FED was first documented in 1910 when Viennese ophthalmologist Ernst Fuchs reported 13 elderly patients with bilateral central clouding.[2] Later, Kraupa described the continuum of corneal changes in FED, and Vogt coined the term “guttata” (Latin: gutta = droplet) in 1921.[7] Since that time, there have been several research studies conducted on guttata and their association with FED. These studies have contributed to the understanding of the pathophysiology of the disease, although more research is necessary to determine its exact mechanism and progression. Additionally, the management of FED has dramatically evolved over the past 20 years and has significantly improved the quality of life of patients.[8] This activity reviews the etiology, epidemiology, pathophysiology, diagnosis, evaluation, management, and prognosis of FED.

Etiology

FED inheritance is in an autosomal dominant manner with variable expressivity and incomplete penetrance.[9][4][10][11] However, almost half of the cases are sporadic. Most patients are unaware of a family history of the disease.[10]
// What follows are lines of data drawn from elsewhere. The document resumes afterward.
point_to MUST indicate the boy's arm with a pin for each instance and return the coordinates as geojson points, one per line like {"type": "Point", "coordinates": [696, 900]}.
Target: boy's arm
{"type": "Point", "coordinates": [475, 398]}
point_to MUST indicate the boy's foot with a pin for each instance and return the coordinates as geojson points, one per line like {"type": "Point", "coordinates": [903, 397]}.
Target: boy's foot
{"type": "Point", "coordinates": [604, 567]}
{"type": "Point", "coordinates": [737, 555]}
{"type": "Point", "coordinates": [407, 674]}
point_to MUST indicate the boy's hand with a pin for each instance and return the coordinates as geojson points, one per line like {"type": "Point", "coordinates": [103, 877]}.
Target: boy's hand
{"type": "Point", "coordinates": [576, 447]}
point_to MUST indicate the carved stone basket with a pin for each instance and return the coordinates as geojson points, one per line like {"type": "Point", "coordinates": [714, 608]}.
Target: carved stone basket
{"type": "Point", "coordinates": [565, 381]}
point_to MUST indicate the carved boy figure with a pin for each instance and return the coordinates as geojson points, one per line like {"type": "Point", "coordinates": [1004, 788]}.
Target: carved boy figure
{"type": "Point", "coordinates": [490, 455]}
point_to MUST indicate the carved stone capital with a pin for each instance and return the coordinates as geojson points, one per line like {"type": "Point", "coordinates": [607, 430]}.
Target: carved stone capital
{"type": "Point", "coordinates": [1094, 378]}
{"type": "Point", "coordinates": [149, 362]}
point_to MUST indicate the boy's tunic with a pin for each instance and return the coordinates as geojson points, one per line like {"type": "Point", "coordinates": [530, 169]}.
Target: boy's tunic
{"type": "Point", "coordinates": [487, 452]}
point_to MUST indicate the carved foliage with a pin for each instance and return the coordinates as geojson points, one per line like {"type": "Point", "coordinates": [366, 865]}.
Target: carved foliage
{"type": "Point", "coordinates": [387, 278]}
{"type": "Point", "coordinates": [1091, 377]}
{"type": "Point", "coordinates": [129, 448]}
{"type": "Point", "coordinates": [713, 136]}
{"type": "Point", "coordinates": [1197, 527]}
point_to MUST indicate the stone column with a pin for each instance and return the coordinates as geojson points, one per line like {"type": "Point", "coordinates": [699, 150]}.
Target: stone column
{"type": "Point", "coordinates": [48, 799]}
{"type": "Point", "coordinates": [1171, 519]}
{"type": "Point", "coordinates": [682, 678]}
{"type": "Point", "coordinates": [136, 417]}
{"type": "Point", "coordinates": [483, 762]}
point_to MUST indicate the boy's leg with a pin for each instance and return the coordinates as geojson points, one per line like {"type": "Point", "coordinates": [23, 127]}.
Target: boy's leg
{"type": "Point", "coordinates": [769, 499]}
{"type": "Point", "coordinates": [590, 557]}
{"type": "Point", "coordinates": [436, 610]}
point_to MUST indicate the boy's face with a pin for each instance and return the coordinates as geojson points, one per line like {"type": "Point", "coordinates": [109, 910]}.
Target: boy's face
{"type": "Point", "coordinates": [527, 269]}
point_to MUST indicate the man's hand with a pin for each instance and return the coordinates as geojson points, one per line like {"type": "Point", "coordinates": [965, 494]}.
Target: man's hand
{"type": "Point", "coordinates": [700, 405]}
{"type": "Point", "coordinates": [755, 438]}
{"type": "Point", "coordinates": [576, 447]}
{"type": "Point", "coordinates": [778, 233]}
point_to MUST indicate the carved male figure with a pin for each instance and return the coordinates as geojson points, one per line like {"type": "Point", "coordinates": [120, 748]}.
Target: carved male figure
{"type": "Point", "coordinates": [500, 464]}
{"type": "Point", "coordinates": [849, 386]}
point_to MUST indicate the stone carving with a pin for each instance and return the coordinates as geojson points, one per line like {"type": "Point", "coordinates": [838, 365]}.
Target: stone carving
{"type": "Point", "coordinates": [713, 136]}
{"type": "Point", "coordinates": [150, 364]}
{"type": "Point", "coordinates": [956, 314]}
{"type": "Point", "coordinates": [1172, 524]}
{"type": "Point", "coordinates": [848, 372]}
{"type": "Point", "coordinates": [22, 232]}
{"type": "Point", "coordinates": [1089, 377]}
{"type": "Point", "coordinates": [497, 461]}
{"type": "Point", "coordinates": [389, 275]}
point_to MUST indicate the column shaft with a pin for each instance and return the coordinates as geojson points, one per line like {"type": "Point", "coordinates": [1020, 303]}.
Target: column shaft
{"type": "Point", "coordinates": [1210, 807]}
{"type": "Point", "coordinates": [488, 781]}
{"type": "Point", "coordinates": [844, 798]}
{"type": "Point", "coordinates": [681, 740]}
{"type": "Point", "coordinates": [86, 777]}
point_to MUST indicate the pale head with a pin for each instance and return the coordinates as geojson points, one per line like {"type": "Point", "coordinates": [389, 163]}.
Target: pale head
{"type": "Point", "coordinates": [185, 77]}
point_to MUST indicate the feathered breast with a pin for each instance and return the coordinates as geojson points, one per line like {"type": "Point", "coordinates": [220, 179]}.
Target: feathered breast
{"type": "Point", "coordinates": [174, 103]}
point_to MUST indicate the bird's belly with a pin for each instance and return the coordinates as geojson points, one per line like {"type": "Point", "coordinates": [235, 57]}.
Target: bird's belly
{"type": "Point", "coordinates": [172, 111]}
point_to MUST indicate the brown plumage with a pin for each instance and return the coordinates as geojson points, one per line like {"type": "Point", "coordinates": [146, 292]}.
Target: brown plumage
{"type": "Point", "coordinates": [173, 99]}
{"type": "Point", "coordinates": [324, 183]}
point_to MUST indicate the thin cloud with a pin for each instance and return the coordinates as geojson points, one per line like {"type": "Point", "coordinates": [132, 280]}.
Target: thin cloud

There are several factors that correlate with FED which contribute to its complex pathophysiology. Early-onset FED has heavy influence of genetic factors and is often a familial autosomal dominant disease.[3] Pathogenic mutations in the gene COL8A in the chromosomal position 1p34.3–p32.3 (FCD1) carry associations with the early-onset form of FED pathology, as this mutation affects the structure of Descemet’s membrane. Researchers have identified several genetic mutations in association with late-onset FED; hence, it is more genetically heterogeneous than the early-onset form. Repeat expansion mutations in TCF4, which encodes the E2-2 protein, are associated with FED in many diverse populations; however, they are most prevalent in Caucasians with 80% penetrance. Mutations in the DMPK gene have also been shown to be a FED genetic candidate.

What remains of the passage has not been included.